Re: [PATCH 0/6] PATH WALK I: The path-walk API

Jeff King <peff@xxxxxxxx> · Mon, 11 Nov 2024 16:55:02 -0500

On Mon, Nov 11, 2024 at 11:56:01AM +0900, Junio C Hamano wrote:

> > Yes. This is the downside of the --full-name-hash compared to the
> > standard name hash. When repacking an entire repository, the effect
> > of these renames is typically not important in the long run as it's
> > basically a single break in the delta chain. The downside comes in
> > when doing a small fetch or push where the rename has more impact.
> 
> Yes.  Due to --depth limit, we need to break delta chains somewhere
> anyway, and a rename boundary is just as good place as any other in
> a sufficiently long chain.

We don't necessarily have to break the chains due to depth limits,
because they are not always linear. They can end up as bushy trees,
like:

  A <- B <- C
   \
    <- D <- E
     \
      <- F

We might get that way because it mirrors the shape of history (e.g., if
D and E happened on a side branch from B and C). But we can also get
there from a linear history by choosing a delta that balances size
versus depth. In the above example, the smallest sequence might be:

  A <- B <- C <- D <- E <- F

but if we have a limit of 3 and A-B-C already exists, then we might
reject the C-D delta and choose A-D instead (or I guess if it really is
linear, probably B-D is more likely). That may be a larger delta by
itself, but it is still better than storing a full copy of the object.
And we find it by having those candidates close together in the sorted
list, reject C-D based on depth, and then moving on to the next
candidate.

I'm not sure in practice how often we find these kinds of deltas. If you
look at, say, all the deltas for "Makefile" in git.git like this:

  git rev-list --objects --all --reflog --full-history -- Makefile |
  perl -lne 'print $1 if /(.*) Makefile/' |
  git cat-file --batch-check='%(objectsize:disk) %(objectname) %(deltabase)'

my repo has 33 full copies (you can see non-deltas by grepping for
"0{40}$" in the output) out of 4473 total. So it's not like we never
break chains. But we can use graphviz to visualize it by piping the
above through:

  perl -alne '
    BEGIN { print "digraph {" }
    print "node_$F[1] [label=$F[0]]";
    print "node_$F[1] -> node_$F[2]" if $F[2] !~ /^0+$/;
    END { print "}" }
  '

and then piping it through "dot" to make an svg, or using an interactive
viewer like "xdot" (the labels are the on-disk size of each object). I
see a lot of wide parts of the graph in the output.
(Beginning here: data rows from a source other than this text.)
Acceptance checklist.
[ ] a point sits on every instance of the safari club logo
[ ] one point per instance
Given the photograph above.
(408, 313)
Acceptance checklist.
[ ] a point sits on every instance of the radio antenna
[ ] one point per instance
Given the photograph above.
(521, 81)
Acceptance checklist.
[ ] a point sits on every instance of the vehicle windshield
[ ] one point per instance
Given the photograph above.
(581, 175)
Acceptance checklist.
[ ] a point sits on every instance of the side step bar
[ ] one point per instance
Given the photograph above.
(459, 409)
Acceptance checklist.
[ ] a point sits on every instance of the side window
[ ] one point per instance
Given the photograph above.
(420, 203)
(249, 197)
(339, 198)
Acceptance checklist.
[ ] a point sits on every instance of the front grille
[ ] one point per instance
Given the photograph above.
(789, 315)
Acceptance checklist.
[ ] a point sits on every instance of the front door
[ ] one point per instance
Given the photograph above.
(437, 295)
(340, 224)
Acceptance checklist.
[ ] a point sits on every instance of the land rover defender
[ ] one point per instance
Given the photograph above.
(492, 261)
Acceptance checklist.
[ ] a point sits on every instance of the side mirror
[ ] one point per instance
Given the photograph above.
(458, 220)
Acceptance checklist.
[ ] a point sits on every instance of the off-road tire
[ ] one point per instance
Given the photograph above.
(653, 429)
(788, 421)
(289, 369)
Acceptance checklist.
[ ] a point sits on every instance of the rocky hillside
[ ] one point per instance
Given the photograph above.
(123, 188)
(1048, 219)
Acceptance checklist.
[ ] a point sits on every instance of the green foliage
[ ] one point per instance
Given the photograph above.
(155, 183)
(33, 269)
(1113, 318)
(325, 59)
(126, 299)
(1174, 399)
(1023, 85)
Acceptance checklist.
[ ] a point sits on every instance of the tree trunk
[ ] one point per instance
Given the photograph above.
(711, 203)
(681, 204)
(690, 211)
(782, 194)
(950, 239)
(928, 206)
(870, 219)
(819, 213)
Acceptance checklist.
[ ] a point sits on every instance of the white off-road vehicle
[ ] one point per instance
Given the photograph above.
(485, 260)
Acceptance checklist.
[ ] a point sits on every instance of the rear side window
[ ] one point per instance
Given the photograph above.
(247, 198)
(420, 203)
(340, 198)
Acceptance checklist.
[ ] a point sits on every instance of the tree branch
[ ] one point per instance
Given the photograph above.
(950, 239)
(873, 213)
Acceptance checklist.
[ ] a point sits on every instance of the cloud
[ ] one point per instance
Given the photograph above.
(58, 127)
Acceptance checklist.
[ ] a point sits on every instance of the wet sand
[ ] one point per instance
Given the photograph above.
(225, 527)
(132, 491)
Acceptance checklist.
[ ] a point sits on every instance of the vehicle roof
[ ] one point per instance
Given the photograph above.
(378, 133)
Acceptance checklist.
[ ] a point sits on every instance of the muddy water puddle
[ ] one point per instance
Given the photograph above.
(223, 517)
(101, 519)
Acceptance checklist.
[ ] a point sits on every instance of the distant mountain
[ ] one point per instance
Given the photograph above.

Of course this may all depend on packing patterns, too. I did my
investigations after running "git repack -adf" to generate what should
be a pretty reasonable pack. You might see something different from
incremental repacking over time.

I'm not sure what any of this means for --path-walk, of course. ;)
Ultimately we care about resulting size and time to compute, so if it
can do better on those metrics then it doesn't matter what the graph
looks like. But maybe those tools can help us understand where things
might go better (or worse) with various approaches.

-Peff